Compare the old Nightmare on Elm Street and Evil Dead with their recent reimaginings. The latter of these two deserves credit for successfully carving its own identity that distinguishes it from the original, its dirty, jittery style complementing the film’s sense of franticness and panic. However, symptomatic of modern horror’s void of wit and absurdity. Evil Dead offers plenty of no-nonsense shocks and thrills, but I’m starting to miss a bit of nonsense, and the genre’s bygone ability to make me smile amidst the screams.
And then there’s Freddy Krueger, whose makeover of recent years is intended to make him look more like a real-life burns victim than the eccentric Freddy we’ve come to love. With a perverse panoply of websites for viewing real-life pain and suffering, supernatural horror should put some distance between itself and real-world bleakness. Furthermore, the reboot more or less outs Freddy as a paedophile rather than a jolly old child killer, making it feel like a contrived and distasteful exploitation of a well-documented social problem. Freddy’s executions, too, lacked the bizarre and comical ‘evil genius’ quality of the original films, sticking mostly to clawed-hand stabbings that a serial killer would have been equally capable of.
Is it somehow outdated to look at horror as a genre that should allow itself to get carried away in flights of fantasy, spawning environments and characters that have been spewed – semi-digested – from the recesses of the filmmaker’s subconscious?

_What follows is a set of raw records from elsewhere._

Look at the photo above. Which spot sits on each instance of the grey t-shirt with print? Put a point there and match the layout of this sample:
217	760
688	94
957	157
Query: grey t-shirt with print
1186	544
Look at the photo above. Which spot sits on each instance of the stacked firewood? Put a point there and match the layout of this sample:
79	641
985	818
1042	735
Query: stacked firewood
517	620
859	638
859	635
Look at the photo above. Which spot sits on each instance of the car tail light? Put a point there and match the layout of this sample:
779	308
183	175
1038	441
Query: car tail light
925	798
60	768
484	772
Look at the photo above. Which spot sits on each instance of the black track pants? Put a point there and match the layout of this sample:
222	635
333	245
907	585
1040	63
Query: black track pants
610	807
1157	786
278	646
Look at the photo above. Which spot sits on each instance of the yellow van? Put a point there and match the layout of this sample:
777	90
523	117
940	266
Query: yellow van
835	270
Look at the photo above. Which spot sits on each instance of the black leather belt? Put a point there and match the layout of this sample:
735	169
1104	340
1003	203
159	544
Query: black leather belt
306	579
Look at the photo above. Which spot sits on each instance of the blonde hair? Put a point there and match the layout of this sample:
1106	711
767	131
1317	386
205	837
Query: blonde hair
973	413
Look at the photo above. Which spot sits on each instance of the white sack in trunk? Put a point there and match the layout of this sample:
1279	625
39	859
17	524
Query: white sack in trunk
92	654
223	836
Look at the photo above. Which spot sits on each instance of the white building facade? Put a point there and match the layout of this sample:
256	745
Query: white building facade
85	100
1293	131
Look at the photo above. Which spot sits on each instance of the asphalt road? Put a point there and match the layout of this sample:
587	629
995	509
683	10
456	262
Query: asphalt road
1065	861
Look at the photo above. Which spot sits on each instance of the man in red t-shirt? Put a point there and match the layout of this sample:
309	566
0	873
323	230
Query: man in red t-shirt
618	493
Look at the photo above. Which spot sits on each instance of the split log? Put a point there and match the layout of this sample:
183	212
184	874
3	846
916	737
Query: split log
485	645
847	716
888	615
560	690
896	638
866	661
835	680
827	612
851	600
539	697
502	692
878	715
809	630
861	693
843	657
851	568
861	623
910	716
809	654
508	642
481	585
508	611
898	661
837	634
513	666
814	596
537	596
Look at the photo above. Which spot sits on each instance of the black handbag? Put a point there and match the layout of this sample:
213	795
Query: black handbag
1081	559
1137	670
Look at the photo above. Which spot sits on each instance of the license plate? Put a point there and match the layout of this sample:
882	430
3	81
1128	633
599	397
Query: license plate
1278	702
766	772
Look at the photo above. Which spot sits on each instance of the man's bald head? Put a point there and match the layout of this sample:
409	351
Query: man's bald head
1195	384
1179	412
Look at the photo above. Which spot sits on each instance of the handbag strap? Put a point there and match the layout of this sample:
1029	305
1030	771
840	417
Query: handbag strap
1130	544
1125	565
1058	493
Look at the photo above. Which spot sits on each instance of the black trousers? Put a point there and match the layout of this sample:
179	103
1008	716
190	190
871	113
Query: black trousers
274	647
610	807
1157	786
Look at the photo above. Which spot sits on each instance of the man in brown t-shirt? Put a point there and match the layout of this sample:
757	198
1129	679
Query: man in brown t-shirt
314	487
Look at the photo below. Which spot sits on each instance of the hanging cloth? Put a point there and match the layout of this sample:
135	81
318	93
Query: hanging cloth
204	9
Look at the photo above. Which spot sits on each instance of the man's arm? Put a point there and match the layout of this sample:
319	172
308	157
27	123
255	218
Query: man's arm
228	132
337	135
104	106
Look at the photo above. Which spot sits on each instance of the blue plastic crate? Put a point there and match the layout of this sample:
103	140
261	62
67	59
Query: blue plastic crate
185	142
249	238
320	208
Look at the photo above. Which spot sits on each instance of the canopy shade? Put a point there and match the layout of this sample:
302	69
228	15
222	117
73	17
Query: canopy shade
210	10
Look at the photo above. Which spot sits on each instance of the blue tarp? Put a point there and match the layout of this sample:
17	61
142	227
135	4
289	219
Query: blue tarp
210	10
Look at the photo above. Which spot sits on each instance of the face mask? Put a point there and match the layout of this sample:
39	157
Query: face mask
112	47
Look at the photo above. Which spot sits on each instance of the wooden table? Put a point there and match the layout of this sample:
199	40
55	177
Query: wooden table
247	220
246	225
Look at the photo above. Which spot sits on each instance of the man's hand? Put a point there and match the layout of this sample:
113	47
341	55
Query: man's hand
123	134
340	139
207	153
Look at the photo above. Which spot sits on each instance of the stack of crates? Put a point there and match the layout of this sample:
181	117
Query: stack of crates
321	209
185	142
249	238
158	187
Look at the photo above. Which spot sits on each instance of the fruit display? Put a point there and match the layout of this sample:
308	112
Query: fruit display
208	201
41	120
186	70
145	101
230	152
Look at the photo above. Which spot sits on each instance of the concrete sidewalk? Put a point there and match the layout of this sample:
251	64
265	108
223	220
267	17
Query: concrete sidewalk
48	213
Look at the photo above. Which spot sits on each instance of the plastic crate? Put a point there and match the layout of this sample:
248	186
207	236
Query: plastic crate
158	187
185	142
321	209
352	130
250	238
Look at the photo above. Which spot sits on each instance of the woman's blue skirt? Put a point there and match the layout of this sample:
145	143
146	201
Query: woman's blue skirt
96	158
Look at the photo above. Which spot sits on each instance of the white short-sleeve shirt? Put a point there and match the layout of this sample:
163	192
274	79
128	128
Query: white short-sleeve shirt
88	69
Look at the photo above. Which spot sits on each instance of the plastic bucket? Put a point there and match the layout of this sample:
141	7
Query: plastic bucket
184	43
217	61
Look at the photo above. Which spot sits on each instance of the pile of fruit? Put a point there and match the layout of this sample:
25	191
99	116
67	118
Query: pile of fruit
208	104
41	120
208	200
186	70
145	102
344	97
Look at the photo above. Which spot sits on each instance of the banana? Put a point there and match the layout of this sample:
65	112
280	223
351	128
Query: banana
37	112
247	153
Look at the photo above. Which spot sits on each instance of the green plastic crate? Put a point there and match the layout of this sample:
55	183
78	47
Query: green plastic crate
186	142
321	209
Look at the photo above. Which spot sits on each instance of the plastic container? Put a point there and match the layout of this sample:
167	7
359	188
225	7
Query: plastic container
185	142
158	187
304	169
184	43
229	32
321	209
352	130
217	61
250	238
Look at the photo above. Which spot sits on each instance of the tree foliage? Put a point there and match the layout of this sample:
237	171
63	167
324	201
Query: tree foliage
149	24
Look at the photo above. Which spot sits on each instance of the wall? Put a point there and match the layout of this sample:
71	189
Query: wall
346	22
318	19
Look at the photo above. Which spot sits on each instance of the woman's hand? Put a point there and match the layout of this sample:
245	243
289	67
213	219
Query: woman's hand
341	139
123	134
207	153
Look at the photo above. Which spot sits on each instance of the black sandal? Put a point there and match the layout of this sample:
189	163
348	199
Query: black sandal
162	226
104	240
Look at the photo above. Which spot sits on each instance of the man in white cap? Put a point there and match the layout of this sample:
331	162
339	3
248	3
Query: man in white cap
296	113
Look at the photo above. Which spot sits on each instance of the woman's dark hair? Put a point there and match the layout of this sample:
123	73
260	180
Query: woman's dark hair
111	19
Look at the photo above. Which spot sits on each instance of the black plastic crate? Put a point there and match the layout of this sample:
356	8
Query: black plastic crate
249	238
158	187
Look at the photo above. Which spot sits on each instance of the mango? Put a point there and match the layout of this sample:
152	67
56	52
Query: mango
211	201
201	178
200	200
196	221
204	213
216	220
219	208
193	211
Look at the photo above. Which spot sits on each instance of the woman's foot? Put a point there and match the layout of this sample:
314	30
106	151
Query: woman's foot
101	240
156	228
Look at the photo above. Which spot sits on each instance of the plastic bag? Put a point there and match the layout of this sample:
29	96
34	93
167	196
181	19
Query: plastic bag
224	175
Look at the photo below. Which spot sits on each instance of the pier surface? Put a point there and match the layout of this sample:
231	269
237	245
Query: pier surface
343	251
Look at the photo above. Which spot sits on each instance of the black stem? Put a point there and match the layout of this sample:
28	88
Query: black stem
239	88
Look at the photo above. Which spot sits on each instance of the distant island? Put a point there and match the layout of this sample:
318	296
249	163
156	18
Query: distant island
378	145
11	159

REC and The Conjuring are both strong showcases modern horror, both in terms of their ability to make us jump and – particularly in the case of the latter – their technical prowess. However, they’re both equally subjugated by a need to rationalise their events.
In REC, the zombies are of the ‘infected’ variety, occupying a building that’s been cordoned off by police, wrapped in a plastic quarantine sheet, and declared a health hazard. In The Conjuring, the ghost hunters give lectures about demonic possessions to packed-out university halls as if they were giving a humdrum Geology lecture. These aspects were by no means out of place in their respective films, but are just two examples of the mysterious, supernatural aspects of horror becoming frustratingly sensible and normalised. There is certainly quality in these films, but it feels more mechanical than magical.
Present-day horror filmmakers are enjoying the tools and technology at their disposal to make horror jumpier and shockier than ever, but in doing so have forgotten about other unique qualities the genre used to exhibit; character, charm, absurdity and inexplicable weirdness. It seems unlikely that old masters such as Polanski will return to the genre that brought him to fame, or that Argento will recapture the form and aesthetics that made his most absurd plots enjoyable. Likewise, iconic horror villains of the eighties are only going to get worse with age.
But trends come in waves, and once today’s crop of horror makers acclimatise to the technical power in their hands and are given some free rein to experiment with it, then maybe we’ll see a new wave in the genre; one that isn’t afraid to venture that bit further from reality or embrace horror’s inherent madness, creating characters and transporting us to the places that, at the moment, we can only fitfully dream of… or go back and fondly rewatch.